Assuming, arguendo, that the appellant's character was placed in issue or that Rule 404(b) is applicable, any relevance the marijuana conviction might have is out-weighed by its prejudicial effect. Rule 403
The Government argues that any error in admitting the evidence was harmless beyond a reasonable doubt — that evidence of a minor marijuana conviction nine years ago could not be deemed unfairly prejudicial. If this were the only error, we might agree, but again we must consider the potential effect of the series of errors in the Government's proof.
Instruction on Cocaine Use
Irwin testified that the night before the San Francisco arrests, he, Baker, McLister, Rucker and four others were at appellant's home. Someone produced cocaine for "socializing", which he ingested to satisfy himself that it was cocaine and not a substitute. He denied knowing who brought the cocaine out. Appellant denied having used it.
Appellant contends that the jury could not permissibly infer from the evidence in the record that he had used cocaine on the night prior to his arrest. He argues that the trial judge's instruction that the jury might draw this conclusion inserted a false issue in the case, and was, therefore error.

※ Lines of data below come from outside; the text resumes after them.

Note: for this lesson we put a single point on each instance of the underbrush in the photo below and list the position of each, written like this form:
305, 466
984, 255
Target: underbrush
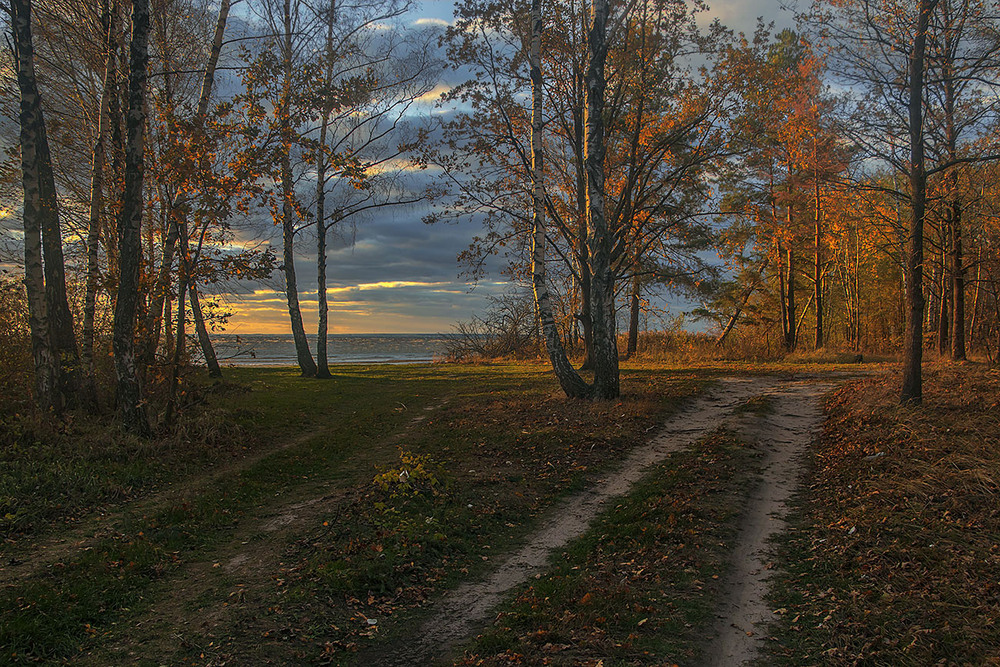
56, 470
893, 556
464, 486
499, 447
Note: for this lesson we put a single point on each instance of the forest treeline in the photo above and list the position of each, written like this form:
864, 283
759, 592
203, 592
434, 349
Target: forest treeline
831, 185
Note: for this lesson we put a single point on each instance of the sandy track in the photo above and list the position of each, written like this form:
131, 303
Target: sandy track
460, 612
783, 436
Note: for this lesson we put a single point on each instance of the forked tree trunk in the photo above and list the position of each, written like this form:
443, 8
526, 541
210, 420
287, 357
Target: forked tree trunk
791, 332
911, 392
130, 398
957, 284
600, 236
570, 381
304, 356
180, 207
47, 393
583, 251
322, 364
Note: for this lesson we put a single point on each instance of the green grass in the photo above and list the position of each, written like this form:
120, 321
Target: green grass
639, 587
892, 557
504, 442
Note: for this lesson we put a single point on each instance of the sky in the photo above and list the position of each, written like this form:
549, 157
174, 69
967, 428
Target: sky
395, 274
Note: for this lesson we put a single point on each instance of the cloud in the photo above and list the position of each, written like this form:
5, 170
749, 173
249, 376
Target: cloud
432, 21
434, 94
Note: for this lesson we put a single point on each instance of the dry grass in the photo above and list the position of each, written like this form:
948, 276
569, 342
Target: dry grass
895, 557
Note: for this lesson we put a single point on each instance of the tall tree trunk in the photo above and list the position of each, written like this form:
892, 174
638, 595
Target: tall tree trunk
130, 399
570, 381
911, 391
57, 304
322, 365
180, 342
601, 237
633, 316
108, 15
818, 266
583, 250
47, 393
322, 328
792, 327
62, 337
976, 298
178, 206
957, 284
782, 292
944, 302
204, 340
747, 293
306, 363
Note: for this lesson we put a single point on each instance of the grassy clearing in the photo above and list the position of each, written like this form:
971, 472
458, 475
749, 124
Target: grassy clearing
59, 610
894, 555
639, 587
499, 439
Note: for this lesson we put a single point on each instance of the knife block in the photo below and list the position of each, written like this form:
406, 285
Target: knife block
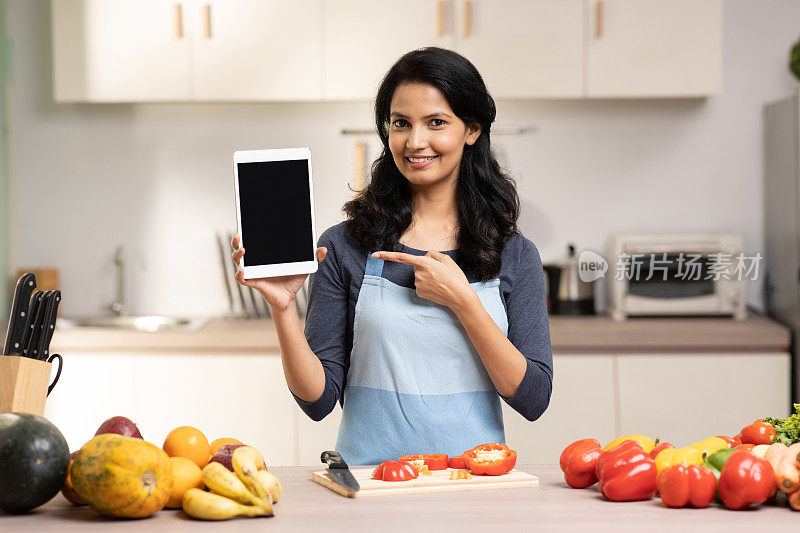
23, 384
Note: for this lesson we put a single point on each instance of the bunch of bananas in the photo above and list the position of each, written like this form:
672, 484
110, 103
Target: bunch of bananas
250, 491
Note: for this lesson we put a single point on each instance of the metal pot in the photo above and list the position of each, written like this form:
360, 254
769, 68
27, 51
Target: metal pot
567, 294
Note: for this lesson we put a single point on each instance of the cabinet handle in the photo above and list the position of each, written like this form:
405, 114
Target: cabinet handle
177, 18
207, 21
467, 18
598, 19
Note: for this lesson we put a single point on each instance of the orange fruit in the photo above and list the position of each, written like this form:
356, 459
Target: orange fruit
219, 443
185, 475
188, 442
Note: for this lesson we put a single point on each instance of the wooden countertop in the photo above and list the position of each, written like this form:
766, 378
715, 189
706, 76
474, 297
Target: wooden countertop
589, 334
552, 506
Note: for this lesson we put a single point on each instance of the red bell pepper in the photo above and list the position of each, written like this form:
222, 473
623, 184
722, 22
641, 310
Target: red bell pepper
626, 473
759, 432
663, 446
578, 461
458, 462
490, 459
746, 479
434, 461
681, 485
395, 471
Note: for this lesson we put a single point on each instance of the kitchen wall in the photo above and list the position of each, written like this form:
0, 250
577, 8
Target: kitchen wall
158, 178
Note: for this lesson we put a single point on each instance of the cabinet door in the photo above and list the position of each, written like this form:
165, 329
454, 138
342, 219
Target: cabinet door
256, 50
118, 50
684, 398
363, 38
582, 406
524, 48
654, 48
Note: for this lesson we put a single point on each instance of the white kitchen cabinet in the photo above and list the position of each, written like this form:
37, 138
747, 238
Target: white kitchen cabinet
91, 389
118, 50
524, 48
363, 38
653, 48
230, 395
582, 406
257, 50
151, 50
684, 398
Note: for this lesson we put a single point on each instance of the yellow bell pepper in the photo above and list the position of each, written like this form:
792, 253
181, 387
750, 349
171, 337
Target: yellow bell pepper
691, 455
646, 443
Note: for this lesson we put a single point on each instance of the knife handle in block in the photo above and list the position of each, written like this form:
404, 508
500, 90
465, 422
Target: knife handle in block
333, 459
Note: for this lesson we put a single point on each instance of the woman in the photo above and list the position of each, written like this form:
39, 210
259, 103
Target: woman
417, 345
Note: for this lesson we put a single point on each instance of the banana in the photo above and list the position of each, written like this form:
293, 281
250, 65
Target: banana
209, 506
225, 483
246, 462
269, 482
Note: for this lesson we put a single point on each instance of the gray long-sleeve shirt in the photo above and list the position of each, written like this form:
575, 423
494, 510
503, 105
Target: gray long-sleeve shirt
334, 291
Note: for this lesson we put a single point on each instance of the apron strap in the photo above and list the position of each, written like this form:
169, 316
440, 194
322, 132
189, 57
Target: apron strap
374, 266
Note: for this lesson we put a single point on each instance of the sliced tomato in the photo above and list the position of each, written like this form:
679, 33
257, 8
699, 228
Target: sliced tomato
395, 471
458, 462
434, 461
490, 459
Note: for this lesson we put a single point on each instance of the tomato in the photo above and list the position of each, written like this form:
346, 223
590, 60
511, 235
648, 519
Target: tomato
458, 462
434, 461
490, 459
758, 432
395, 471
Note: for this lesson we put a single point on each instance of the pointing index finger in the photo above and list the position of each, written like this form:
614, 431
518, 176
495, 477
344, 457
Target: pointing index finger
400, 257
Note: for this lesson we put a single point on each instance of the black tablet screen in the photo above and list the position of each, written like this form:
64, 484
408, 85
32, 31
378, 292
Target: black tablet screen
276, 212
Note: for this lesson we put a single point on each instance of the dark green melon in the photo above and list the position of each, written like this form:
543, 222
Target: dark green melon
33, 461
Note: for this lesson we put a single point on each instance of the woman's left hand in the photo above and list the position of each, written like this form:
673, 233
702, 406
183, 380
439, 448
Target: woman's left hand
437, 277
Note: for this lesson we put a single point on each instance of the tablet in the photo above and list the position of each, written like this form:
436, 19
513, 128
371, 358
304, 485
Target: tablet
275, 211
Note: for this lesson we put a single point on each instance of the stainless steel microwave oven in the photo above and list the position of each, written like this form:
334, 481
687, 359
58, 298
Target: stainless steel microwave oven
678, 274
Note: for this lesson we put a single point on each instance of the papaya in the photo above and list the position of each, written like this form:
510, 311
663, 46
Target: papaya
122, 476
67, 490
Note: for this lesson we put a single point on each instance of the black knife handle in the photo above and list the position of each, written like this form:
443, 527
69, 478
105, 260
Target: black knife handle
18, 319
33, 310
333, 459
48, 324
37, 326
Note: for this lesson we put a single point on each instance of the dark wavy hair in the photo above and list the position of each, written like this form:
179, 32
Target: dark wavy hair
488, 204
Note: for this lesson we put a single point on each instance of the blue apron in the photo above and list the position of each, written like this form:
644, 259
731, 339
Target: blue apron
415, 383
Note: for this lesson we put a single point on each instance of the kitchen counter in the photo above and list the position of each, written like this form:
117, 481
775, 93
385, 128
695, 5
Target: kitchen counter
552, 506
593, 334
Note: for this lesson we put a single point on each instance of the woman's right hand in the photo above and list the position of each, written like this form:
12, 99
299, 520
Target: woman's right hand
280, 291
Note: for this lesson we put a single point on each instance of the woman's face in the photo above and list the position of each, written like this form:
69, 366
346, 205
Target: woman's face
425, 137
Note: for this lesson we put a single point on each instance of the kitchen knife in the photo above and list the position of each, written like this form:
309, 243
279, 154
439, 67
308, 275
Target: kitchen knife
32, 349
33, 307
339, 471
18, 319
48, 325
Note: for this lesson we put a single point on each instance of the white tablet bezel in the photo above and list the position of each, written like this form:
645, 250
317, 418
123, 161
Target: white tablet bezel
279, 269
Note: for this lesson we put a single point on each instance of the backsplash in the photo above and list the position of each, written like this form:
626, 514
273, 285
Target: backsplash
157, 178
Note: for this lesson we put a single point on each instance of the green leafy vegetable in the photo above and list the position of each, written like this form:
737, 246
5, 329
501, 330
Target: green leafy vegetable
787, 429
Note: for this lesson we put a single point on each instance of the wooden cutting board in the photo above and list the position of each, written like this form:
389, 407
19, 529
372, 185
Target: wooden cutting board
438, 481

It is of course well established that an instruction should not be given if it lacks evidentiary support or is based upon mere suspicion or speculation. See, e. g., United States v. Thomas, 453 F.2d 141, 143 (9 Cir. 1971), cert. denied 405 U.S. 1069, 92 S.Ct. 1516, 31 L.Ed.2d 801 (1978); United States v. Waskow, 519 F.2d 1345, 1347 (8 Cir. 1975). Here Irwin testified that someone produced a small amount of cocaine for "socializing" at McLister's home and that he had a conversation with McLister about the cocaine before it was passed around. There is no evidence, however, that McLister used the cocaine.
The Government argues that even though the record "does not specifically reflect that McLister used any of this cocaine", it is reasonable to infer that he used and furnished it; that the erroneous instruction was corrected; and that in any event, it was harmless error in the context of this case.
While a close question is presented, we conclude that the instruction was improper in view of the absence of any evidence that McLister used the cocaine. If this were the only error, we would hold it harmless. As noted supra, however, we are forced to the conclusion that the combined errors were prejudicial and require a reversal. See United States v. Ortega, supra.
Reversed and remanded for new trial.